Ши Цзын1На самом деле я даже не знаю, к какой категории отнести нашу дружбу — считать ли ее личной привязанностью или семейной традицией. Мы были друзьями с детства, проводили много времени вместе, читали одни и те же книги; да и в университетском общежитии жили в соседних комнатах. Мы очень многое знали друг о друге, и мне долго казалось, что настоящее объединяет нас ничуть не в меньшей степени, чем прошлое. Понимание того, что это не так, приходило очень медленно; но постепенно разговоры становились все более пустыми, а слова повисали в воздухе. Общих интересов оставалось все меньше, и я заметил, что наша дружба незаметно превращается в абстрактную и бесформенную идею. Аня как-то сказала мне, что в моем воспитании была заложена идея друга — чисто умственное, априорное представление об особых отношениях, которые подразумевает подлинная дружба. Поначалу эта теория показалась мне достаточно странной, мало что объясняющей и не очень правдоподобной, но чем больше я про нее думал, тем больше убеждался в ее правоте. Она вообще была наделена очень высокой степенью проницательности, видела и замечала больше меня, а ее наблюдения над людьми удивительно часто оказывались правильными; она уберегла меня от очень многих ошибок. Так что и в случае с Сашей она была, по всей видимости, права; уже перестав читать Жюля Верна и строить снежные города, мы продолжали верить во многие фантомы, из которых строился уютный и безопасный мир нашего детства. Идея друга была одним из таких фантомов; слившись с этой идеей однажды, Саша продолжал оставаться для меня другом детства и тогда, когда выяснилось, что наши пути все больше расходятся. Я никогда не задумывался, что моим близким другом он стал почти случайно, а точнее — благодаря давним семейным связям.
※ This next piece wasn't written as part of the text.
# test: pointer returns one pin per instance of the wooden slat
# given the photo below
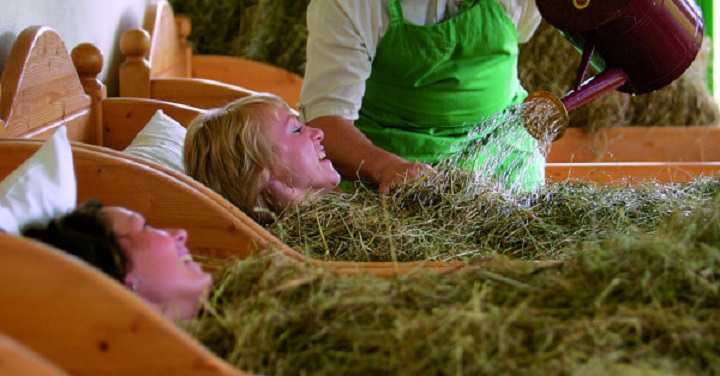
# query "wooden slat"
(88, 324)
(638, 144)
Сестра его деда, Регина Марковна, была старой приятельницей моей бабушки. В течение многих лет я почему-то думал, что они были подругами еще в юности, пока наконец не узнал, совершенно случайно, что они познакомились в конце тридцатых, будучи соседками по квартире на Таврической. Нашу семью эвакуировали довольно быстро, и всю войну моя бабушка о Регине Марковне ничего не слышала; впрочем, зная ее упрямство, гордость и мрачный фатализм, бабушка была уверена, что Регины Марковны давно уже нет в живых. Но вернувшись в город, она нашла ее на том же месте, где и оставила за четыре года до этого, — постаревшую, похудевшую и осунувшуюся, но в остальном такую же, как и раньше, только книг в ее комнате больше не было, и от мебели остались только стол и кровать. Встретив в дверях мою бабушку, она сказала, что рада ее видеть, что во время блокады она взломала дверь их комнаты и сожгла в буржуйке часть мебели; потом предложила накормить и напоить чаем. Бабушка согласилась, и они продолжили жить, как раньше; а еще через год с фронта вернулся мой дед, и в доме появилась новая мебель взамен сожженной.
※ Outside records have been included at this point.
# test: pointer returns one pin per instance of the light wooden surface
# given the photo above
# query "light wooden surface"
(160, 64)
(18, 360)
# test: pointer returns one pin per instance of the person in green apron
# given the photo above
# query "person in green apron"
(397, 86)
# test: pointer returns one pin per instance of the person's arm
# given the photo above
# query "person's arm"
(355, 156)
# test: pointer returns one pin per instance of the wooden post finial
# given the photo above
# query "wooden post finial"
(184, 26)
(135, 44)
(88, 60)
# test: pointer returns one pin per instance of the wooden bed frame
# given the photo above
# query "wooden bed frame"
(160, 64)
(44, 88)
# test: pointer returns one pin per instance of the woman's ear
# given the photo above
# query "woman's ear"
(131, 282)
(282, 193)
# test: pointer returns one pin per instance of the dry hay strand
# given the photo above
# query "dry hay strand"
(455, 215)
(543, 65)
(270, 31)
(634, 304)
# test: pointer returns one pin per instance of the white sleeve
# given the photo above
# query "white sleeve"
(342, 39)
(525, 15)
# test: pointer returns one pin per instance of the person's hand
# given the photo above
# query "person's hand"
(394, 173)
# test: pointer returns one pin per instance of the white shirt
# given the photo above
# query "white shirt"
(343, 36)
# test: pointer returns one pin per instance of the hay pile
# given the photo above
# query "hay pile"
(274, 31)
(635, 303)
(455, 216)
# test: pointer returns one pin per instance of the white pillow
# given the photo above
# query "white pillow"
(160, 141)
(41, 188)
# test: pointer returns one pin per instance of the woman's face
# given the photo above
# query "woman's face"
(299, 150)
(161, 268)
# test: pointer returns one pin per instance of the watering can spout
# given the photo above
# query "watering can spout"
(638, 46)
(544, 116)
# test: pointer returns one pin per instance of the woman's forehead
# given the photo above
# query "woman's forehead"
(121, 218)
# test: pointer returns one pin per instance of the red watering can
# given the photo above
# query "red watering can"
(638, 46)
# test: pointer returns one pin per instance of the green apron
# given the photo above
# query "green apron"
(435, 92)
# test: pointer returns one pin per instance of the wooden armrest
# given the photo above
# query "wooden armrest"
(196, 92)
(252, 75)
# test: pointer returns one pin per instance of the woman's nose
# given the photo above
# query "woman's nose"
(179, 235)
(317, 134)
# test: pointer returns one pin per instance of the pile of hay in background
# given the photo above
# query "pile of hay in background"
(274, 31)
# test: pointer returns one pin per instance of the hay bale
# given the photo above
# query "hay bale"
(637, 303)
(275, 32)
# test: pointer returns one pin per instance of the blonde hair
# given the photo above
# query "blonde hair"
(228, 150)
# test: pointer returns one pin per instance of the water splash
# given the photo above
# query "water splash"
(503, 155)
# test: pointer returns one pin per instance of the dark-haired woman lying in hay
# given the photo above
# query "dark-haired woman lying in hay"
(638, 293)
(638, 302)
Впрочем, в шестидесятые дом на Таврической пошел на капитальный ремонт; его жильцов разбросало по городу, и то, что некогда было близкой дружбой, постепенно превратилось в смесь редких визитов и обязательных поздравлений с днями рождения. Для моей бабушки эти поздравления были связаны с известным ощущением неловкости — она чувствовала себя виноватой в том, что они видятся столь редко и что их дружба почти сошла на нет. В нашем же доме Регина Марковна была всего лишь именем, иногда встречавшимся среди случайных тем случайного разговора, призраком, долгое время лишенным зрительного образа, — пока однажды Саша не сказал мне:
— Слушай, я же обещал сегодня зайти к тетке. Пойдем вместе?
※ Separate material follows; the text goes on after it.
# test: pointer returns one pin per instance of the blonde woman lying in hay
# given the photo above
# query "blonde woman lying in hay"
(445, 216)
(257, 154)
Был апрель, холодный и язвительный, с черной талой клинописью надежд на сером весеннем снегу, когда гранит еще холоден, серая вода бурлит, но лед уже взломан, и пена разбивается о его плывущие глыбы. Но в отличие от марта с его холодами и обманчивыми проблесками солнца, апрель уже был весной, хотя, конечно же, весной северной, а значит неровной, грустной и лукавой, но часто и теплой, иногда дождливой, почти всегда иллюзорной.